Seven months after the full-scale invasion of Ukraine, aviation has felt the impact in the form of soaring fuel prices and shortages of parts and materials. However, for some Western carriers, the effect of shutting off Russia has been even more direct, while in the country itself the war is hastening a transformation of the airline sector that could consign it back to the communist era.
Finland’s population is just 5.5 million, but its national airline Finnair has exploited its fortunate position on the globe to punch above its weight in the long-haul market, much as Icelandair, the Gulf airlines and Singapore Airlines have done. Flights to northern Asia from its Helsinki hub are shorter and cheaper to operate than many of its European rivals because it routes over the Arctic Circle.
That was until the closure of Russian airspace, which has removed its main selling point. Flights to Asian cities now take up to 40% longer. This has forced Finnair to reduce its fleet, restructure its network, and consider cutting staff just as traffic elsewhere returns to pre-pandemic levels. “We do not have a unique geographical advantage anymore,” bemoans its chief executive Topi Manner.
For Russia’s airlines, sanctions have made the outlook grimmer, although the Kremlin portrays it as an opportunity to kick-start the country’s stagnant domestic aerospace industry. Until earlier this year, Aeroflot was a respected global brand, with a fleet of modern Airbus and Boeing airliners and a cabin product far removed from the grim-faced cabin crew and shabby interiors of Soviet times.
This week the flag-carrier signed an agreement to buy 339 Russian-built aircraft, including the still-to-be-certificated Irkut MC-21, now no longer available with its Pratt & Whitney Geared Turbofan engine option, and the latest version of the Sukhoi Superjet, which over the past decade has failed to impress Western airlines despite persistent marketing efforts.

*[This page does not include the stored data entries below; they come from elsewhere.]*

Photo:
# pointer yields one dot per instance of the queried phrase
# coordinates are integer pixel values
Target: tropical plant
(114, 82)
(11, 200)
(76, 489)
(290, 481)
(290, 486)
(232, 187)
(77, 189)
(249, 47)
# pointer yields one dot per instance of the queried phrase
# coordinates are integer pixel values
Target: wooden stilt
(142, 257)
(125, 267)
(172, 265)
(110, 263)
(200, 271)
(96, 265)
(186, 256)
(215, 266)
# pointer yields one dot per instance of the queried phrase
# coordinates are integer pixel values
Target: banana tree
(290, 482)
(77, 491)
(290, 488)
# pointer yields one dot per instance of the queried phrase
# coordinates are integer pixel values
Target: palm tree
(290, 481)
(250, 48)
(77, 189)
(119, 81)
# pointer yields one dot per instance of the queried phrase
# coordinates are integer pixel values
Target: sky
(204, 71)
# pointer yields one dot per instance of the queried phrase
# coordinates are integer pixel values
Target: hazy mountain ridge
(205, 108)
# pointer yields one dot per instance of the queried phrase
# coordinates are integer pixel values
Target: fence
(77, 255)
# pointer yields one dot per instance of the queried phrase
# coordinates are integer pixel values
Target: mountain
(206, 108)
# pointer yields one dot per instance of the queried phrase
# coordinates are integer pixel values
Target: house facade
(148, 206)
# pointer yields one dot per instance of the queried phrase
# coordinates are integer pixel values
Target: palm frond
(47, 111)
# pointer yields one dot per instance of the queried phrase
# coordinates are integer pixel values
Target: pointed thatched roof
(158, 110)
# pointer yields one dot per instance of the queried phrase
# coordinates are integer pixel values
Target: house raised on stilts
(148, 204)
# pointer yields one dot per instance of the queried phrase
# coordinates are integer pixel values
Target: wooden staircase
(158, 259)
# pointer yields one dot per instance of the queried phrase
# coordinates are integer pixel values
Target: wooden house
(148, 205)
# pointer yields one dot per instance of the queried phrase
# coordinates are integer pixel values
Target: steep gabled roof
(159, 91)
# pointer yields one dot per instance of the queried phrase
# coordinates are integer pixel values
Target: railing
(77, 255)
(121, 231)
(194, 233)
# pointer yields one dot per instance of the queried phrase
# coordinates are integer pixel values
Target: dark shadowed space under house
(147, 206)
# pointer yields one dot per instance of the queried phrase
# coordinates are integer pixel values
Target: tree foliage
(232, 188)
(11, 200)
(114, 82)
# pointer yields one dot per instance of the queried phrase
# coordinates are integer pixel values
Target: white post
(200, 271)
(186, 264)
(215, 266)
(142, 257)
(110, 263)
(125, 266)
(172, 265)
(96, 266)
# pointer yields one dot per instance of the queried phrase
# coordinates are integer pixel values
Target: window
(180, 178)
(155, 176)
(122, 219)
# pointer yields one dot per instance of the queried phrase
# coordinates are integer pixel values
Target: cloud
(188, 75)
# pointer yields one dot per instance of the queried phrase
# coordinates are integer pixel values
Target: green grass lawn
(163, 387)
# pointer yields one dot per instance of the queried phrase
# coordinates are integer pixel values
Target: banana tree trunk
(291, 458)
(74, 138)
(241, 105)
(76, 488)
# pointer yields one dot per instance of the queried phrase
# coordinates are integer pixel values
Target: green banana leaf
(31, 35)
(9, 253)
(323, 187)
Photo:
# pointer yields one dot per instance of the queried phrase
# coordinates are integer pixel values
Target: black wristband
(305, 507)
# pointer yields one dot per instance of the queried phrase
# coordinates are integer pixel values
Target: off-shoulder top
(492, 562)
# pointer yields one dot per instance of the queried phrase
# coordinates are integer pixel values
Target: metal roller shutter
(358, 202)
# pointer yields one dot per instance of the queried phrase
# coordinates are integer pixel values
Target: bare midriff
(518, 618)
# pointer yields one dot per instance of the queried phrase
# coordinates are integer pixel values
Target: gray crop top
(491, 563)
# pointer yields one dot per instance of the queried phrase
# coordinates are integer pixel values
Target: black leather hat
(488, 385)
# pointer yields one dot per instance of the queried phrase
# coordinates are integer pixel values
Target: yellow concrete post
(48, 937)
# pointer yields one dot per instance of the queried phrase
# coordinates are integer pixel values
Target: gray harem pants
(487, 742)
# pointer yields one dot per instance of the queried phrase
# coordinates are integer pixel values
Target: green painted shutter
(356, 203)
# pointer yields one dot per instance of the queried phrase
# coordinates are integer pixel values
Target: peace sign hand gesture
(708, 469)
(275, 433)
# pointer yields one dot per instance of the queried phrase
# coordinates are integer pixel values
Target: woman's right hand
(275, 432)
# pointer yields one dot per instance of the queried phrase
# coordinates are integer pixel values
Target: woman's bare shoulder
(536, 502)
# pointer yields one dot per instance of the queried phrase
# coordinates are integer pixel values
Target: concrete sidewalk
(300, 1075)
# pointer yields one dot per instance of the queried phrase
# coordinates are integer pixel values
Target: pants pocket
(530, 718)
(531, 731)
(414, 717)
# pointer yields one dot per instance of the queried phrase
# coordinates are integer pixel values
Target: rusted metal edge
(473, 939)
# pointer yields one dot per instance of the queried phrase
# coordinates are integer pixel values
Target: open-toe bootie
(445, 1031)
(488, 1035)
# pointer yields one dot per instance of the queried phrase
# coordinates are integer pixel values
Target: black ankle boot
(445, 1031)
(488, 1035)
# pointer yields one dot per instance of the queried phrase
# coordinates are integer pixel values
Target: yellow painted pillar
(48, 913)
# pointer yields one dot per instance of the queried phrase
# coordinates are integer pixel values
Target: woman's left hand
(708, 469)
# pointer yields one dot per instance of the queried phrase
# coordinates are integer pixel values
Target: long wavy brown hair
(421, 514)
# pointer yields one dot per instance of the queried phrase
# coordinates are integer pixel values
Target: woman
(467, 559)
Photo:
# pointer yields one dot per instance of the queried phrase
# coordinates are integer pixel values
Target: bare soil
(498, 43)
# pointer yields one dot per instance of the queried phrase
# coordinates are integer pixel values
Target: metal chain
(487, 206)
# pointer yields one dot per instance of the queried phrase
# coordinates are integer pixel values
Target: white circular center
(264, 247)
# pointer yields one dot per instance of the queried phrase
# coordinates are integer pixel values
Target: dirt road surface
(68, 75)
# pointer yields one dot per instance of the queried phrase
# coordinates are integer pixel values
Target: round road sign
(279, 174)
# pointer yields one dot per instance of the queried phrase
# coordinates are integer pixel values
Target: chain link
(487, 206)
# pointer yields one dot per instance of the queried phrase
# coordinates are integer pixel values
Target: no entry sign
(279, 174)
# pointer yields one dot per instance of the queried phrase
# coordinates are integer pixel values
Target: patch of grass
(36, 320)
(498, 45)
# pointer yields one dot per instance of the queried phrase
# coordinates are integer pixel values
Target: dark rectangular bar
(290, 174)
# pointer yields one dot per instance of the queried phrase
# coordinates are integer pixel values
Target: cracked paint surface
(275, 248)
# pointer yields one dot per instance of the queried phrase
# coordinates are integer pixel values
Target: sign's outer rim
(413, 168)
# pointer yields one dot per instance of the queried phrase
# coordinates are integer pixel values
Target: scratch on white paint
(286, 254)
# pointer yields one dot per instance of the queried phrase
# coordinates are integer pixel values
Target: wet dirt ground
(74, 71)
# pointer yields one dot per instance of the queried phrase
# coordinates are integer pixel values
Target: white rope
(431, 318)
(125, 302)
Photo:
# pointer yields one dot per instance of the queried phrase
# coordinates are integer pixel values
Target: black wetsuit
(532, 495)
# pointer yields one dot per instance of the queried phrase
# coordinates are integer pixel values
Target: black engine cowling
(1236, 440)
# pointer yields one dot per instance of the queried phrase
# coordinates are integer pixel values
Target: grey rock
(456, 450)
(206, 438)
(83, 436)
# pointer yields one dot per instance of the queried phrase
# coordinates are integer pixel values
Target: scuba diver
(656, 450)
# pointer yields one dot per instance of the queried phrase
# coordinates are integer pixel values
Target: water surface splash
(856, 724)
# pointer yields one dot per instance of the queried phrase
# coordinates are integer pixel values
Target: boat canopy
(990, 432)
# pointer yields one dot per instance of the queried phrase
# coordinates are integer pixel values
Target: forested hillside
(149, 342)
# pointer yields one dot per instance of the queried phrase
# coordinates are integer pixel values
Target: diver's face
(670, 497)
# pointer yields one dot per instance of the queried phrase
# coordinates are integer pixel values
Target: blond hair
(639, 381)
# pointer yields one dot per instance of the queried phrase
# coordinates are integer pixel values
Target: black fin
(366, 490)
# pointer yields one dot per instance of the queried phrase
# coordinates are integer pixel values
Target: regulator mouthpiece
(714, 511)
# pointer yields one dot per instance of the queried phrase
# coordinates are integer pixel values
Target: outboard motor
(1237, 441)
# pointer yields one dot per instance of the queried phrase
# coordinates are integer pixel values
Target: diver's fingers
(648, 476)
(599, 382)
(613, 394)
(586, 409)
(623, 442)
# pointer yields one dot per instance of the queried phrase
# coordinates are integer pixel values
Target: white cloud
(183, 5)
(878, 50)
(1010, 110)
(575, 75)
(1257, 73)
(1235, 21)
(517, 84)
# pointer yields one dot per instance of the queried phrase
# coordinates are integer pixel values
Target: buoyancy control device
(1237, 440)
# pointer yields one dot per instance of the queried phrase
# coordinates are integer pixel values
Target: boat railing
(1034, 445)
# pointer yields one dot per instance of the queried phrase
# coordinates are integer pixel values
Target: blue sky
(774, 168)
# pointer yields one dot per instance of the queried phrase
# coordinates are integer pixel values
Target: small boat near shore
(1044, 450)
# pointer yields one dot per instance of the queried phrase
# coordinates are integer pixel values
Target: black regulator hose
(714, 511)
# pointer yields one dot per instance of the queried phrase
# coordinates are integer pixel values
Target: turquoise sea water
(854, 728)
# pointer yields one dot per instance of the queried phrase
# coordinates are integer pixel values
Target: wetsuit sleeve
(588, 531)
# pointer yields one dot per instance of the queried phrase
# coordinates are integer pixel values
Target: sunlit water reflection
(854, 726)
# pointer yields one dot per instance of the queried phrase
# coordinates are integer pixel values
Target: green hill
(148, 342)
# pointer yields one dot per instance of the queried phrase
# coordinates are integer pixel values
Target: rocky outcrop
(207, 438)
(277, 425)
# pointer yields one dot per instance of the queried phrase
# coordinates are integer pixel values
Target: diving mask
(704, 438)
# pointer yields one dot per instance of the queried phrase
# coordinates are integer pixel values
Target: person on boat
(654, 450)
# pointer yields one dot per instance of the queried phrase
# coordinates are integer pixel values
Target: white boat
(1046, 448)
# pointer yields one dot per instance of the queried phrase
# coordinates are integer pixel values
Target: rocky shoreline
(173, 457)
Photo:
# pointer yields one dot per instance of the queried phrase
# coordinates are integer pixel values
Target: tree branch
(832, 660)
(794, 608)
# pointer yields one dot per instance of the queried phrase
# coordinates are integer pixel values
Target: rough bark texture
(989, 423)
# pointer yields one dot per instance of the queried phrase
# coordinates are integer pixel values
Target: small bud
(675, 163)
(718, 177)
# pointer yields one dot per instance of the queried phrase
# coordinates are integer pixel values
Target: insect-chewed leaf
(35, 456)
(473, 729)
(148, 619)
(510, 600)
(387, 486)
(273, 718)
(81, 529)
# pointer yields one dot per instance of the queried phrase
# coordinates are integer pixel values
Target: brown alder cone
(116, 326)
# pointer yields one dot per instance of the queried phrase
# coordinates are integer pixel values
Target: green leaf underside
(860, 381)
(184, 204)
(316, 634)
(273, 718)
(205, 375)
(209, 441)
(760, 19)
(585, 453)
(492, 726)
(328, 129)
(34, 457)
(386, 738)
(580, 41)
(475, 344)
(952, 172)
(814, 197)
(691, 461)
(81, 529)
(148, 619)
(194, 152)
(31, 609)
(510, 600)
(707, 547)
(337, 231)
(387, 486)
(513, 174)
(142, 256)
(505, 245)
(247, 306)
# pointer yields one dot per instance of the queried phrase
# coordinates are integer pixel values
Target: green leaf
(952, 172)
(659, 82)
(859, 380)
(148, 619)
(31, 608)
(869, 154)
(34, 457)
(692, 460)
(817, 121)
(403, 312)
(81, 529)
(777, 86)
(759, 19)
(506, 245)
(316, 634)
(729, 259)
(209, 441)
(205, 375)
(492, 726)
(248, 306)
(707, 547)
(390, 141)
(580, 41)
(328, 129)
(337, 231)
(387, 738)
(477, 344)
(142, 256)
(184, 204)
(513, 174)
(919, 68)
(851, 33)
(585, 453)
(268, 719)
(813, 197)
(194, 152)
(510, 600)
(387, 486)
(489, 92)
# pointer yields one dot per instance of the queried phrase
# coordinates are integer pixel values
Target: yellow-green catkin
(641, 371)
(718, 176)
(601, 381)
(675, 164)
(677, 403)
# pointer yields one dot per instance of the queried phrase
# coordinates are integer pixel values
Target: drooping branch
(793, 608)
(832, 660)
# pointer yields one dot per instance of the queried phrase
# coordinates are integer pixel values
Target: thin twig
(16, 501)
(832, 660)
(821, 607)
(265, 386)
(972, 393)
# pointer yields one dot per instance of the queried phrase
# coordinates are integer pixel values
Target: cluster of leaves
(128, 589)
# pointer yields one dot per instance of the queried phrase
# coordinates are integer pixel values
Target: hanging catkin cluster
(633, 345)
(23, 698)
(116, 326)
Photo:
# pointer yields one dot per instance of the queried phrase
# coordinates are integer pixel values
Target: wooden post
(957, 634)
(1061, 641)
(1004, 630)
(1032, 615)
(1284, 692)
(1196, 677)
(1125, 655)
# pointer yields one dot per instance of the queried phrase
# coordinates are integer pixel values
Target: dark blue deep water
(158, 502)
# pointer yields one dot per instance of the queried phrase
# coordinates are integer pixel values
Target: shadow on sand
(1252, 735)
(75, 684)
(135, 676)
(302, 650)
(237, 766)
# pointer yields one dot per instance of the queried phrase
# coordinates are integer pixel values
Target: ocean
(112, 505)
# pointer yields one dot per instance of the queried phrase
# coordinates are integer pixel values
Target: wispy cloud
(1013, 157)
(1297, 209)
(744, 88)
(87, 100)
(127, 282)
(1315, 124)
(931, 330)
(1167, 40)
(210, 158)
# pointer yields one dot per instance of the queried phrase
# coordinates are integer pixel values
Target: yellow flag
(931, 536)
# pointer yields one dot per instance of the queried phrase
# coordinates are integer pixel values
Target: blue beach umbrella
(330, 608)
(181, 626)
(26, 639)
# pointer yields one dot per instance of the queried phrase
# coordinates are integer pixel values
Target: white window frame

While it will continue to operate its Western airliners – until lack of spares makes it unsafe to do so – Aeroflot is putting a brave face on the decision, with its chief executive claiming it “demonstrates to the whole world that Russia is a great aviation power with great potential and rich experience in the field of aircraft construction”.
Russia’s vast internal market will continue to provide destinations for Aeroflot and others to serve, but fewer lucrative overseas routes will hit the bottom line. Meanwhile, shipments to domestic customers do not provide aerospace manufacturers with the dollar sales and international credibility they crave. In terms of industrial philosophy – as well as militarily – it feels like the 1980s again.
There was good and bad news this week for technology disruptors. United Airlines became the latest big name to commit to an electric air taxi order from Eve, in which Embraer holds a majority stake. The carrier has invested $15 million and agreed to buy 200 of the in-development vertical take-off and landing aircraft, which promises cheap short-hop flights with zero emissions, for delivery as early as 2026.
However, there was what appeared to be a blow for Boom – which aims to fly the first supersonic airliner since Concorde in the next few years – after it parted company with propulsion partner Rolls-Royce. The UK firm had admitted that the “supersonic market is not a priority for us”. Undaunted, the Denver-based start-up says it will be announcing a new engine partner later in the year.